Menu
Sportvoeding

Water of sportdrank?

Wanneer u een half uurtje naar de sportschool gaat heeft u geen sportdrankje nodig. Water drinken is dan voldoende. Maar wanneer u een fanatieke sport(st)er bent kunnen sportdrankjes wel nut hebben!

Voor mensen die langer dan een half uur sporten is water nog steeds goed, alleen verdunt het bloed wanneer u teveel water inneemt. Ook verhoogt het de urineproductie. Een sportdrank is daarom geschikter voor intensieve sporten, zoals bijvoorbeeld een (halve) marathon.

Sportdrankjes bevatten meer zout en minder suiker dan frisdrank. Omdat ze minder geconcentreerd zijn worden ze makkelijker door de darmwand opgenomen in het bloed. Het suiker- en zoutgehalte van het bloed wordt wordt sneller aangevuld en de vochtopname verloopt sneller. In tegenstelling tot frisdranken krijg je bij sportdrankjes niet dat opgeblazen gevoel.
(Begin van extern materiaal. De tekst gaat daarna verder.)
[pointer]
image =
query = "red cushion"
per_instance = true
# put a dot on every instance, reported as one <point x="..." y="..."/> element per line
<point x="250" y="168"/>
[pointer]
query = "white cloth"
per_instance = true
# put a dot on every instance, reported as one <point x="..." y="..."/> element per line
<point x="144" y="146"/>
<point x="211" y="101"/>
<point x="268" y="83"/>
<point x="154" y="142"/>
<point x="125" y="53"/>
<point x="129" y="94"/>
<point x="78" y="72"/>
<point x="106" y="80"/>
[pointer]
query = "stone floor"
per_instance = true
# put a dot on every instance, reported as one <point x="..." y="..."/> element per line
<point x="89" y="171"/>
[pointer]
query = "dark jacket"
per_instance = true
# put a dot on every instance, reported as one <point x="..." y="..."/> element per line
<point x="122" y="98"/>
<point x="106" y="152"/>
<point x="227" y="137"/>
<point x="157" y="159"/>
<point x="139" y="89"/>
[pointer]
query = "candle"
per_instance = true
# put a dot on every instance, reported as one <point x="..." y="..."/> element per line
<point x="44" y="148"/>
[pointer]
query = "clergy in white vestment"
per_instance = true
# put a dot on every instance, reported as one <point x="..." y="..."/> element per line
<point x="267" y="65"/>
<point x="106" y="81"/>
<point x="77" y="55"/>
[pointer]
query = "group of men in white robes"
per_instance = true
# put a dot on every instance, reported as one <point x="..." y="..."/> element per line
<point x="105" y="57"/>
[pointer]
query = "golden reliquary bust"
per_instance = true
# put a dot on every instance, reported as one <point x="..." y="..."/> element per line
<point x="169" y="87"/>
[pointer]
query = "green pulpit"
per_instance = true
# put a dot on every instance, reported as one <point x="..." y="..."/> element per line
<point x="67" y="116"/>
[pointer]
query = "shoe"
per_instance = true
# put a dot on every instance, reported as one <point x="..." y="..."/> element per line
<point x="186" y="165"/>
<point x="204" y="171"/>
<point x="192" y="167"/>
Suiker is de grootste energieleverancier van de spieren. Wanneer u zich langer dan één uur inspant, zorgt dat voor een suikertekort. Sportdranken helpen niet alleen tegen uitdrogen, ze vullen ook de suikervoorraad in de spieren weer aan.  Tijdens het sporten verliest u gemiddeld een liter vocht en een hoop zouten. Het is dus noodzakelijk dat u tijdens het sporten drinkt!  Bij inspanningen van een half uur (of korter) is het risico op uitdroging erg klein, u kunt dan gerust na afloop drinken. Een tekort aan vocht zorgt dat de spieren slechter functioneren. U heet kans op krampen en gaat er minder door presteren.